Outros crescem sem estrutura e quebram.

O equilíbrio está em crescer com disciplina.


4. Cultura não é frase na parede — é modo operacional

Uma das viradas mais importantes aconteceu quando 50% do time precisou ser desligado por desalinhamento cultural.

Ali nasceu uma consciência:

Cultura não é missão, visão e valores decorativos.

Cultura é o filtro de decisões.

Na Tallos, cultura significava:

  • Transparência real

  • Protagonismo

  • Ser “desenrolado”

  • Tomar responsabilidade


E a regra era simples:

O fundador precisa ser o maior exemplo da cultura.


Se a liderança não vive os valores, a cultura morre.

E quando a empresa cresce e o fundador não está mais em todos os lugares,

a cultura vira o “modo automático” da organização.


5. Bootstrap com disciplina vale mais que dinheiro mal usado


A Tallos cresceu praticamente bootstrap.

Sem grandes rodadas.

Sem capital agressivo de fundo internacional.


Isso trouxe duas vantagens estratégicas:

  1. Crescimento saudável

  2. Alta participação dos fundadores


Mas trouxe também uma responsabilidade enorme:

disciplina financeira.

Mesmo com lucro alto, o dinheiro era reinvestido.

Não houve antecipação de luxo.

Não houve elevação abrupta de padrão de vida.

Porque havia clareza sobre retorno de capital:

Cada real investido na empresa gerava muito mais retorno do que qualquer ativo de consumo.

Essa mentalidade foi determinante para o exit.


6. Timing é tão importante quanto execução


Um dos movimentos mais inteligentes da trajetória foi a venda em momento estratégico.

O mercado começava a inflar com diversas plataformas de WhatsApp.

Concorrentes levantavam centenas de milhões de dólares.

O risco de commoditização aumentava.


A decisão foi racional:

  • Ou viraríamos commodity.

  • Ou alguém grande consolidaria o mercado.

  • Ou precisaríamos de capital pesado para competir.

A RD Station precisava de uma tese conversacional.

A Tallos precisava de um parceiro estratégico.

Foi o encontro perfeito de timing e propósito.
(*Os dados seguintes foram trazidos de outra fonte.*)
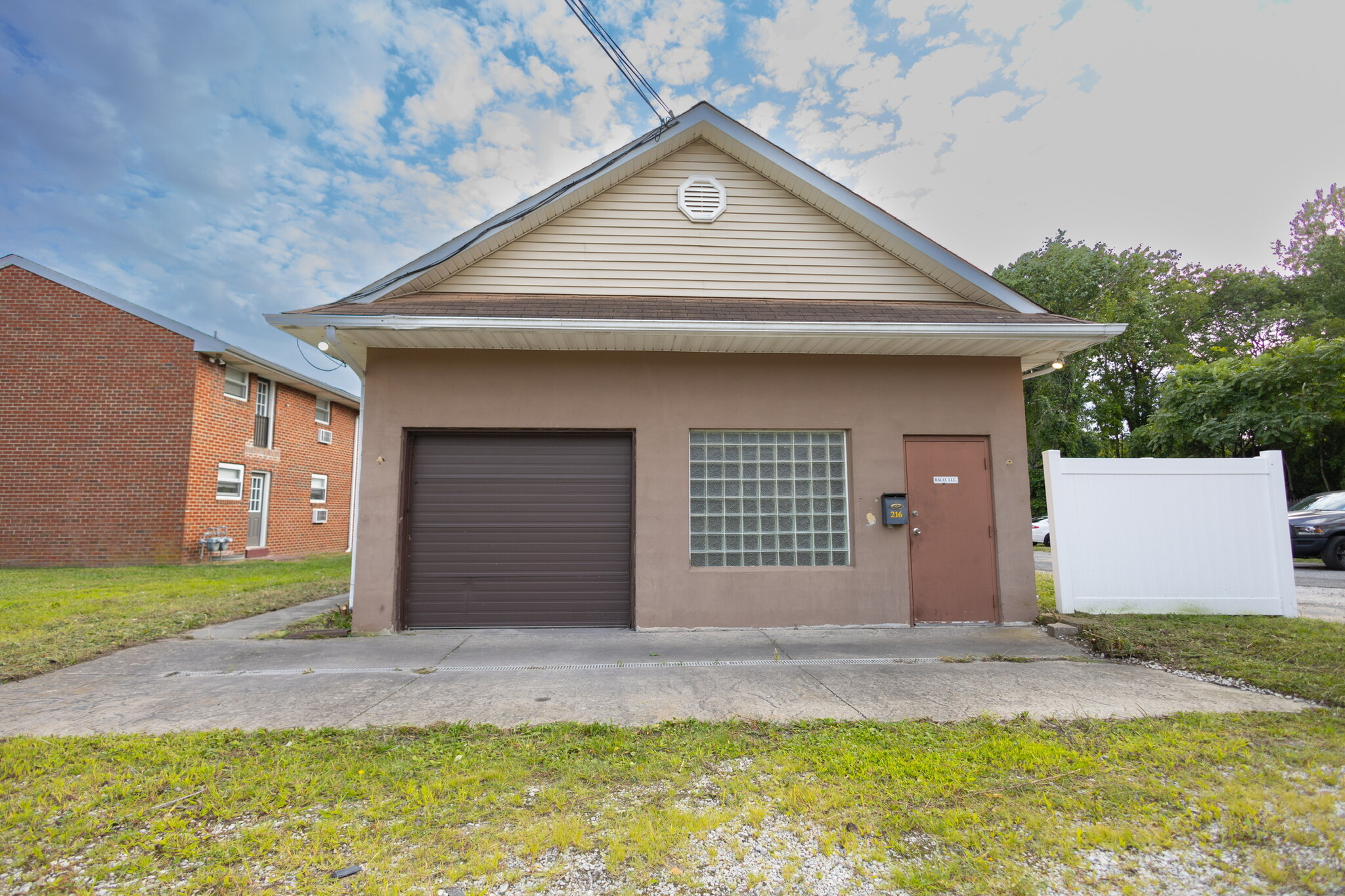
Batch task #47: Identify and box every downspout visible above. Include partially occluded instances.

O deal foi estruturado de forma trancheada:

  • Parte comprada em 2022

  • Parte final em 2024

  • Crescimento acelerado no período


Resultado: exit de nove dígitos.

Mas mais importante que o valor foi o cumprimento da visão original:

ser a maior plataforma do segmento.


7. Vender não é abandonar — é concluir ciclo


Um dos pontos mais humanos da história é o desligamento emocional.

Construir algo do zero gera identidade.

Gera pertencimento.

Gera apego.

Sair é difícil.

Mas maturidade empreendedora envolve entender:

Tão importante quanto começar um ciclo é saber encerrá-lo.
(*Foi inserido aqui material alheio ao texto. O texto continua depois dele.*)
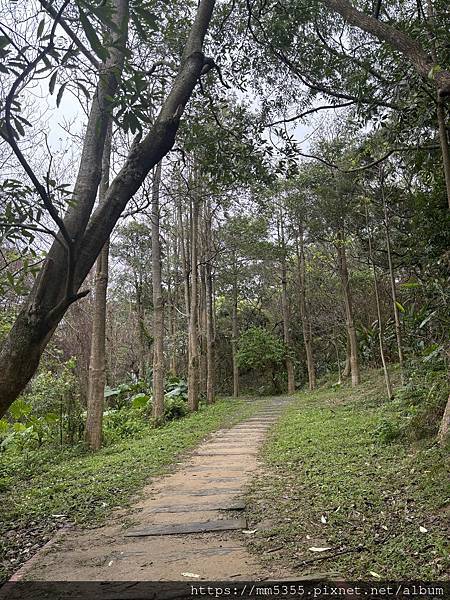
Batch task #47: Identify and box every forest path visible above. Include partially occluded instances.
[20,397,292,582]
A Tallos foi um grande feito.

Mas não define 100% da identidade do fundador.

Empreender é criar ciclos.

Não se prender a eles.


8. Propósito não é discurso — é motor de performance

Durante o crescimento, havia um discurso recorrente:


Cada cliente que cresce gera empregos.

Cada contrato fechado impacta famílias.

Cada expansão de time muda realidades.

Esse tipo de narrativa cria pertencimento.
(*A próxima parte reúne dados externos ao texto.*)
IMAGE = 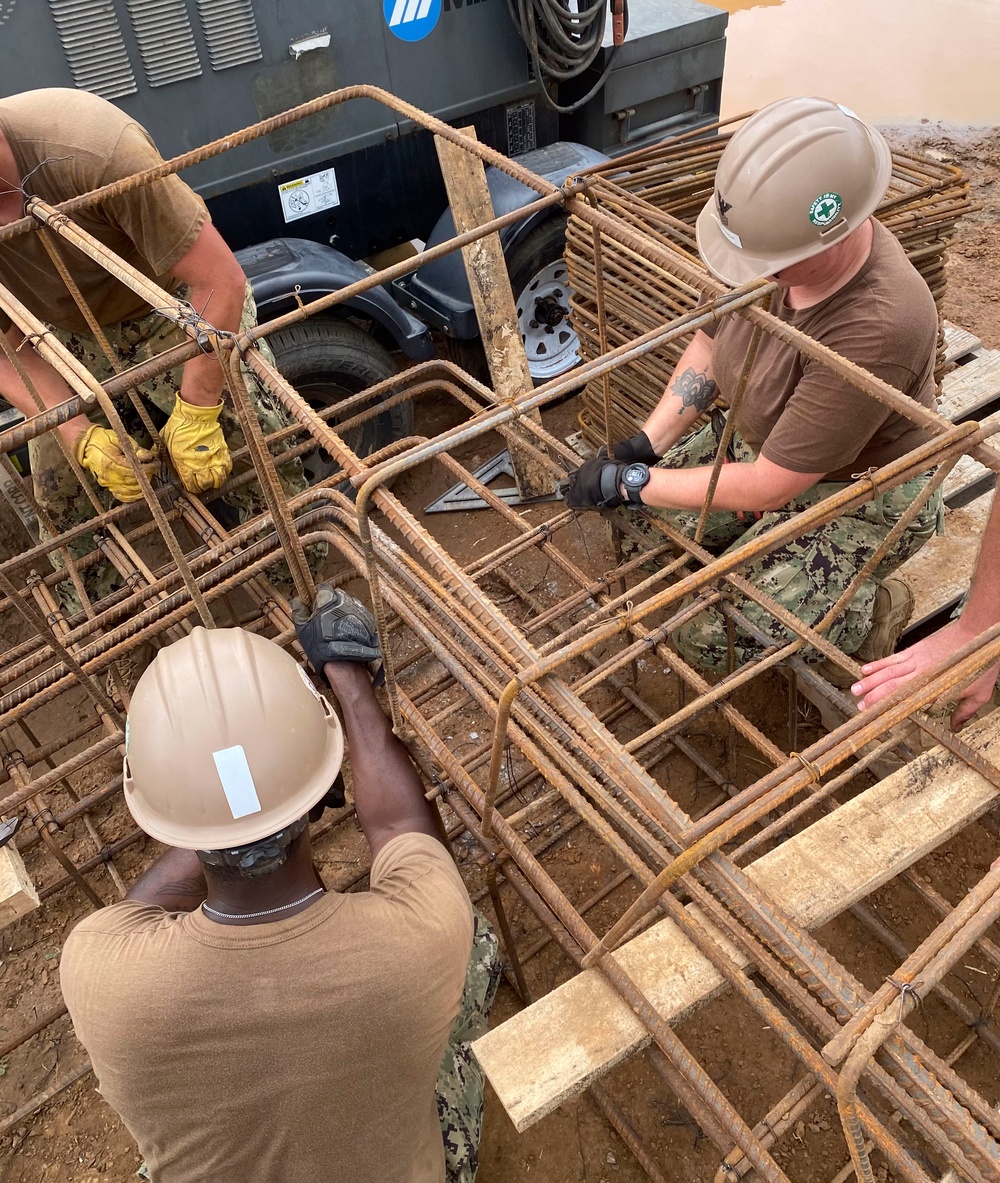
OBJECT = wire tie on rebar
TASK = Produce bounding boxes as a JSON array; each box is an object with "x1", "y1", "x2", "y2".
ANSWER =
[
  {"x1": 885, "y1": 977, "x2": 923, "y2": 1023},
  {"x1": 851, "y1": 465, "x2": 882, "y2": 498},
  {"x1": 788, "y1": 751, "x2": 822, "y2": 784}
]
Empresas movidas apenas por meta financeira esgotam.

Empresas movidas por propósito engajam.

E quando o propósito é real, o dinheiro vira consequência.


9. O que realmente sustenta crescimento

Se fosse necessário resumir os pilares da trajetória, seriam:

  • Visão grande desde o início

  • Escolha estratégica de mercado

  • Cultura forte e vivida

  • Controle rigoroso de números

  • Crescimento previsível

  • Disciplina de reinvestimento

  • Leitura de timing de mercado

  • Fé e convicção interna

Nada disso é glamouroso.

Mas tudo isso é estrutural.


10. A maior lição


O empreendedorismo não é sobre ficar rico.

É sobre construir algo que impacta pessoas.

É sobre gerar empregos.

É sobre resolver problemas reais.

É sobre transformar realidades.

E, quando isso é feito com disciplina e propósito,

a prosperidade vem como consequência.